Compressor summary: This survey summarizes AI advancements in understanding and enhancing cooperation in social dilemmas, covering multi-agent cooperation, human-agent cooperation, and using AI to improve human cooperation.


Explicit Interaction for Fusion-Based Place Recognition

http://arxiv.org/abs/2402.17264v1

Compressor summary: The paper introduces EINet, a novel fusion-based network that explicitly interacts with LiDAR and camera modalities for place recognition in GPS-denied scenarios, and proposes a new benchmark based on the nuScenes dataset.

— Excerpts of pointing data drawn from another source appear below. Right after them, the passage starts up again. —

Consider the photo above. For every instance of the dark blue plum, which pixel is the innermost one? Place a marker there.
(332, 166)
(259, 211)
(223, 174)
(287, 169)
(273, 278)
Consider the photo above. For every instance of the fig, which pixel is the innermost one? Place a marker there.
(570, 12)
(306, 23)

Mini-Ensemble Low-Rank Adapters for Parameter-Efficient Fine-Tuning

http://arxiv.org/abs/2402.17263v1

Compressor summary: MELoRA is a method that uses mini-ensembles of low-rank adapters to fine-tune large language models with fewer parameters and better performance than LoRA on various NLP tasks.


Speak Out of Turn: Safety Vulnerability of Large Language Models in Multi-turn Dialogue

http://arxiv.org/abs/2402.17262v1

Compressor summary: This paper shows that large language models can be tricked into generating harmful information through multi-turn dialogue, revealing safety issues in these models.


RIME: Robust Preference-based Reinforcement Learning with Noisy Preferences

http://arxiv.org/abs/2402.17257v1

Compressor summary: RIME is a robust preference-based reinforcement learning algorithm that uses human preferences as rewards, improves learning from noisy data, and incorporates a warm start to bridge the performance gap during transition.


Beyond the Known: Investigating LLMs Performance on Out-of-Domain Intent Detection

http://arxiv.org/abs/2402.17256v1

Compressor summary: The paper evaluates large language models' performance on out-of-domain intent detection in task-oriented dialogue systems, finding they perform well with little data but still lag behind fine-tuned models.


Context-based and Diversity-driven Specificity in Compositional Zero-Shot Learning

http://arxiv.org/abs/2402.17251v1

Compressor summary: CDS-CZSL is a novel framework that improves attribute recognition by considering object diversity and context, achieving state-of-the-art results in both closed and open world scenarios.